Daniel Bryan Discusses His Relationship With Brie Bella, Appearing on Total Divas, More
Posted by Larry Csonka on 02.01.2014
Also talks wrestling’s relationship with MMA…
- Daniel Bryan recently spoke about wrestling's relationship with MMA and more, here are the highlights…
On Appearing on Total Divas and Being Called a Reality Show Star: Oh my gosh, it's so surreal. If you would have asked probably anybody in my high school who was the least likely person in our graduating class to be on a reality show, I probably wouldn't have [been] the top as far as the least likely, but I would be up there in the top 10 percent, you know what I mean? [Laughs] Even my friends from the independents: 'Hey, will Bryan ever be on a reality show?' 'No, he has no interest.' It's just very surreal. [The cameras are] not following me around, they're following Brie around, so it's not exactly the same thing. But [considering] just that I'm in it, my friends and family are like, 'This is crazy.' [Laughs]
On His Relationship With Brie Bella: We very rarely get time off, so for us, it's mostly just recovering from wrestling. A lot of times, I'll leave on Friday and I don't get home 'til Wednesday, so then I have the rest of Wednesday, which I'm exhausted [for], and then Thursday, [for] which I spend a lot of the day packing for the weekend. We don't go on a lot of dates per se. Our lives are relatively boring in comparison to what you would think. But when we do get some time off, like for Valentine's Day , we had like four days off, and we went to Sedona, Arizona, which is like a little piece of Heaven. We did some stargazing. We went hiking. We went on this guided spiritual tour thing. It was so much fun. It was beautiful. It was out in the mountains and all that kind of stuff. That's kind of the thing that we're into.

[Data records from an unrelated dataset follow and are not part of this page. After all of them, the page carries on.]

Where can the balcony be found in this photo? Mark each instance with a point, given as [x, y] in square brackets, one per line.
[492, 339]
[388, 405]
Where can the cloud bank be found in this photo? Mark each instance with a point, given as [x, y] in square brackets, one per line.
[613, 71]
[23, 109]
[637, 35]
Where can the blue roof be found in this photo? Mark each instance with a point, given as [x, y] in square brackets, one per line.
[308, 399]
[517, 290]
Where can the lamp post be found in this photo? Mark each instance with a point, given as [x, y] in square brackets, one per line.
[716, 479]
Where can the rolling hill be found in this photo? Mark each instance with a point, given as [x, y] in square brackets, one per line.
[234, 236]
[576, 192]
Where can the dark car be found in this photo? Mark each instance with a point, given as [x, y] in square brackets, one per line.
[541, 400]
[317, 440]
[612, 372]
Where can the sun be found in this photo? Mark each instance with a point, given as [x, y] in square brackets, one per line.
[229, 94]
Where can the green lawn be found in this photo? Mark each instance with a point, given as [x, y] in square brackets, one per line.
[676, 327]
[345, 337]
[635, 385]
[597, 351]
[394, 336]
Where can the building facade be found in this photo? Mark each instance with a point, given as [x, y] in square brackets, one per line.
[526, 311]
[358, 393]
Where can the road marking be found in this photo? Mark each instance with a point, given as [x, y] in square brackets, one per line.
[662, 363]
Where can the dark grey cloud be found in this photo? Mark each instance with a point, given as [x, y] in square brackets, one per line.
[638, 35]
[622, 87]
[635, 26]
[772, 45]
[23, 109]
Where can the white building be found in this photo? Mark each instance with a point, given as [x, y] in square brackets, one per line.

On Wrestling's Relationship With MMA: Well, originally, pro wrestling made a significant contribution to MMA. If you look at a lot of the early mixed martial arts fights, [they] involve Gene LeBell, and Antonio Inoki against Muhammad Ali, and stuff like that, so there's a history there. [In] Japan, pro wrestling came before MMA and it was almost seen as the same thing. Pro wrestlers were seen as the toughest fighters, and then the pro wrestlers got into MMA. Obviously, if you're doing pro wrestling full-time as opposed to going against somebody who's fighting full-time, the guy who's fighting full-time is going to have an advantage clearly, but [it's about] that sort of thing. A lot of us have been fans, and so much of it transfers over. A lot of what we do is an entertainment version of MMA. That's why there's so much of it. A lot of us [wrestlers] have histories of training. For me, the "Yes!" Lock or "No!" Lock or LeBell Lock or whatever you want to call it is a legit submission, and it's a move that I get all the time when I'm grappling ‘cause I'm a fan of the omoplata. [Wrestling] just has so many great crossover characteristics to sports, so it's pre-made.